What is Hadoop?

Hadoop is a framework that allows you to first store Big Data in a distributed environment, so that, you can process it parallely. Hadoop consists of the following core components:

  • Hadoop Distributed File System (HDFS): HDFS allows you to store data of various formats across a cluster. It creates an abstraction, similar to virtualization. You can see HDFS logically as a single unit for storing data, but actually you are storing your data across multiple nodes in a distributed fashion. HDFS follows master-slave architecture.

    Figure 1 : The HDFS architecture

    In HDFS, NameNode is the master node and DataNodes are the slaves. NameNode contains the metadata about the data stored in DataNodes, such as which data block is stored in which DataNodes, where are the replications of the data block kept etc. The actual data is stored in DataNodes.

    The data blocks present in the DataNodes are also replicated for high availability; the default replication factor is 3. This means, that every data block will by default be replicated across three DataNodes. This way, if even one of the DataNodes fails, HDFS will still have two more copies of the lost data blocks in two other DataNodes.

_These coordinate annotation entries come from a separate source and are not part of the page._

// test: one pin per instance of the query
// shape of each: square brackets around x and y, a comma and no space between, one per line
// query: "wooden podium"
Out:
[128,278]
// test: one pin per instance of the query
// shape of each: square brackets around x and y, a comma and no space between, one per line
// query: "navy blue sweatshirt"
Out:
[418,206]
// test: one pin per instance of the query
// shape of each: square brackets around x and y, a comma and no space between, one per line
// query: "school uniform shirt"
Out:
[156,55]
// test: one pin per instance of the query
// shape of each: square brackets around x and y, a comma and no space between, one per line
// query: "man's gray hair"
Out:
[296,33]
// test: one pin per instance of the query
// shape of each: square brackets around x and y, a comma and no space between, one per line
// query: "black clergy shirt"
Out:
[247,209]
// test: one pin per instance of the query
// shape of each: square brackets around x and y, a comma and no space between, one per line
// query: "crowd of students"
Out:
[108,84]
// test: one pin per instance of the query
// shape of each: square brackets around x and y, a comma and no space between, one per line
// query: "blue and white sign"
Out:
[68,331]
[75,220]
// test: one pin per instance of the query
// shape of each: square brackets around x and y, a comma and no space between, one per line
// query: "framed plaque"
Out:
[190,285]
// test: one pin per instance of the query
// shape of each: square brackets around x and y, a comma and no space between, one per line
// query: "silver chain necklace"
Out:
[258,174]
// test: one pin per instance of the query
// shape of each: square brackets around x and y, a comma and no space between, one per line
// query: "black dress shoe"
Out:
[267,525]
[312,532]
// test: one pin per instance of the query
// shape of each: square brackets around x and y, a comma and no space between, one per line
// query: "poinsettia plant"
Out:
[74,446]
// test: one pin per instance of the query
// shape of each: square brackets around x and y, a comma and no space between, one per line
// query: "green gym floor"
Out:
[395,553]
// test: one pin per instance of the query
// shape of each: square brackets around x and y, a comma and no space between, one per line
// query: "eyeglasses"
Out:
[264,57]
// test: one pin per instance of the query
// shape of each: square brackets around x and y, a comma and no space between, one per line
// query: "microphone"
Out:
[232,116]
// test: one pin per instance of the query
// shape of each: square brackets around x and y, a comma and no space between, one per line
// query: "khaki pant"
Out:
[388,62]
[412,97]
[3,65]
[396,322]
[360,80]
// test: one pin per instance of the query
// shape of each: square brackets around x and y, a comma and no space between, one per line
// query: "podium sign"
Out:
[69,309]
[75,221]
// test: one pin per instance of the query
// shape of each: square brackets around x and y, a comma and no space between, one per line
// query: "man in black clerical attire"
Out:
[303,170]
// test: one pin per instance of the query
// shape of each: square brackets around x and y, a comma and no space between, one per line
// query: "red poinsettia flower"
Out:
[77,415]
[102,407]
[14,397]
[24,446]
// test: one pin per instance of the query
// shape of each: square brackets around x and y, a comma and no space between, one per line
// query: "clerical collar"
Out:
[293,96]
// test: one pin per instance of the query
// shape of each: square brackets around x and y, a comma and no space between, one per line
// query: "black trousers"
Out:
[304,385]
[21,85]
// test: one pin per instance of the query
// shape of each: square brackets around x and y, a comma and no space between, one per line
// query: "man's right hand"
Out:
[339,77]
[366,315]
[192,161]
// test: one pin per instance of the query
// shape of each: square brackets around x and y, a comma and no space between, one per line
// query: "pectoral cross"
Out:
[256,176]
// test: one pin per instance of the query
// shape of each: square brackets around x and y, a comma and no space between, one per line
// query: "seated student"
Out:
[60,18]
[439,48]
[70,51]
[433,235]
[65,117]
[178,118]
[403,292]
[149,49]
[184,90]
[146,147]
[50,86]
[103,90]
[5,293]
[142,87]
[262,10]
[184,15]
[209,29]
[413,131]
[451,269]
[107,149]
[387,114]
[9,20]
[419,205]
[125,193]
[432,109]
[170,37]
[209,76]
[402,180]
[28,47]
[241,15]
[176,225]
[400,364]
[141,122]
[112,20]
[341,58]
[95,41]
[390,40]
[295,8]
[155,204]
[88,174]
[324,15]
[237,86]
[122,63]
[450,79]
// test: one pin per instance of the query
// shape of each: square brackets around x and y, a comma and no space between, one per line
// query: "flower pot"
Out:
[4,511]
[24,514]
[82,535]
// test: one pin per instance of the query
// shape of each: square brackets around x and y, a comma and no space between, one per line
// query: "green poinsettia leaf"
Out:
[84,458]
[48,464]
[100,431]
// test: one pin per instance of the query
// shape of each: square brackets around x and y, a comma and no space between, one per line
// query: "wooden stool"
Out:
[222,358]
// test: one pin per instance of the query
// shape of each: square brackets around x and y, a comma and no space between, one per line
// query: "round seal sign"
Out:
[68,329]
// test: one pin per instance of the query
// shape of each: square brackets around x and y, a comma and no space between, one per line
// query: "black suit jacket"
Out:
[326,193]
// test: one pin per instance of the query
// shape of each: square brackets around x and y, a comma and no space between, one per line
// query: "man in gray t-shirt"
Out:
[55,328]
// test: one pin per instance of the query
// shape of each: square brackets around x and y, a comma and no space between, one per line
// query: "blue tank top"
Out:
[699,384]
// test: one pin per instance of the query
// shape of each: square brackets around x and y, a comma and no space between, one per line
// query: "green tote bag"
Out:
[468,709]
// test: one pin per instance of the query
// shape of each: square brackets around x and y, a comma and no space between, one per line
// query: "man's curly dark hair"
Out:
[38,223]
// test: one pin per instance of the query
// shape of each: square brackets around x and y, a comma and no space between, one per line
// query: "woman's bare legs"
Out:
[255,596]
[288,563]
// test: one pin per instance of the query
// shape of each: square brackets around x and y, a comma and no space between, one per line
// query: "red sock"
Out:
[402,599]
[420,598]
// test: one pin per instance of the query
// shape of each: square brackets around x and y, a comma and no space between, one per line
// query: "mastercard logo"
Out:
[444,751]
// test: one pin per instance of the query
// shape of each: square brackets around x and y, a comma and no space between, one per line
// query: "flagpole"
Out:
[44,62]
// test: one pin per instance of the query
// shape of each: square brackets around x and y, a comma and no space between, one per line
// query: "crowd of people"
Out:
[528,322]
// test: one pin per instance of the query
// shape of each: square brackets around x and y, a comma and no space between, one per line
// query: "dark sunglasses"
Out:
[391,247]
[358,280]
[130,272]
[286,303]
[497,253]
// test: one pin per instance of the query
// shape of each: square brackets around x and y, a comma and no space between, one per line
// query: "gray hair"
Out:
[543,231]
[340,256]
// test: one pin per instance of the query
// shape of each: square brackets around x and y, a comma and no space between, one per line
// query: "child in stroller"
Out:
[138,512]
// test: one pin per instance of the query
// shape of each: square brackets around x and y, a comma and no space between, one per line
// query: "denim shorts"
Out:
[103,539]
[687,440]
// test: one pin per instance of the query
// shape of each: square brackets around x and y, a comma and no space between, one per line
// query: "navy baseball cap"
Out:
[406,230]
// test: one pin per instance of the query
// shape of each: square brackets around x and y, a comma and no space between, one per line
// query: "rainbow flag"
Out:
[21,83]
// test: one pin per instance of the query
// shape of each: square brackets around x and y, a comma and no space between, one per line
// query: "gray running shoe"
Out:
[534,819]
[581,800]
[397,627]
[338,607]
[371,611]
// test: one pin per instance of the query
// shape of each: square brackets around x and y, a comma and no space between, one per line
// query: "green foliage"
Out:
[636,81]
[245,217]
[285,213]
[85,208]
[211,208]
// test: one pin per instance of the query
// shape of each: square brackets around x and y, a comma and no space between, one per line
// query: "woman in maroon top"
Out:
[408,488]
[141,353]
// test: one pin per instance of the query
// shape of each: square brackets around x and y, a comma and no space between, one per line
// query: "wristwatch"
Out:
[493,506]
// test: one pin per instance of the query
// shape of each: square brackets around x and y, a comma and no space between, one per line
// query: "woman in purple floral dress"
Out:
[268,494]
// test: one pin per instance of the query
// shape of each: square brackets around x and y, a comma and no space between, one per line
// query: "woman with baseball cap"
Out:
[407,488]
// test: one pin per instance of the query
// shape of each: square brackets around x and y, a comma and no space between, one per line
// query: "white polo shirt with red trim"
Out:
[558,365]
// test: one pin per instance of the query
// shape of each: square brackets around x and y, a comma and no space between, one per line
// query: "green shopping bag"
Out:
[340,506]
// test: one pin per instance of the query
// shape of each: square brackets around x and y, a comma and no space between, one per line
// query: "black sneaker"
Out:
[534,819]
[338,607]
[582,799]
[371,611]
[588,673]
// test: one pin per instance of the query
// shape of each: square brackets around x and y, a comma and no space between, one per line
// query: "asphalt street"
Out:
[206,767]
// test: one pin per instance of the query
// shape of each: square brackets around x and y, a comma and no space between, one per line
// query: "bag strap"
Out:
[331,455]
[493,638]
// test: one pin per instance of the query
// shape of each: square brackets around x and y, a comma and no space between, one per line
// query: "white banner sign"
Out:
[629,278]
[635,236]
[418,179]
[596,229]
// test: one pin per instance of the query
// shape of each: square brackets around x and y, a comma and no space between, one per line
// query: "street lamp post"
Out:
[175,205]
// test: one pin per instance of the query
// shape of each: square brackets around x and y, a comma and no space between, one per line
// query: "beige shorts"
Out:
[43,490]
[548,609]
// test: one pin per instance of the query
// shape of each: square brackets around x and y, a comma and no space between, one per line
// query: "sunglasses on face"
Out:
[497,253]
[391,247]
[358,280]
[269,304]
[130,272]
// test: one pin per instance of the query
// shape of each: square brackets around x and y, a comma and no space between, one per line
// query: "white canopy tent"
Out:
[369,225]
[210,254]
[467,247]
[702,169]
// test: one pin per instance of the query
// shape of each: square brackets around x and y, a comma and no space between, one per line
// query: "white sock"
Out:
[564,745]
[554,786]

    Moreover, HDFS focuses on horizontal scaling. This way, you can always add more DataNodes to the HDFS cluster as and when required to expand its storage capacity, instead of scaling up the resources of your DataNodes.

    Also, HDFS follows the write once and read many model. Due to this, you can just write the data once and you can read it multiple times for finding insights. Data processing is also faster, as the different slave nodes process the data parallely and then send the processed data to the master node; the master node merges the data received from the different slave nodes and sends the response to the client.

  • Yet Another Resource Negotiator (YARN): YARN performs all your processing activities by allocating resources and scheduling tasks.

    Figure 2 : YARN architecture

    YARN performs all your processing activities by allocating resources and scheduling tasks.

    ResourceManager is again a master node. It receives the processing requests and then passes the parts of requests to corresponding NodeManagers, where the actual processing takes place. NodeManagers are installed on every DataNode. It is responsible for the execution of the task on every single DataNode.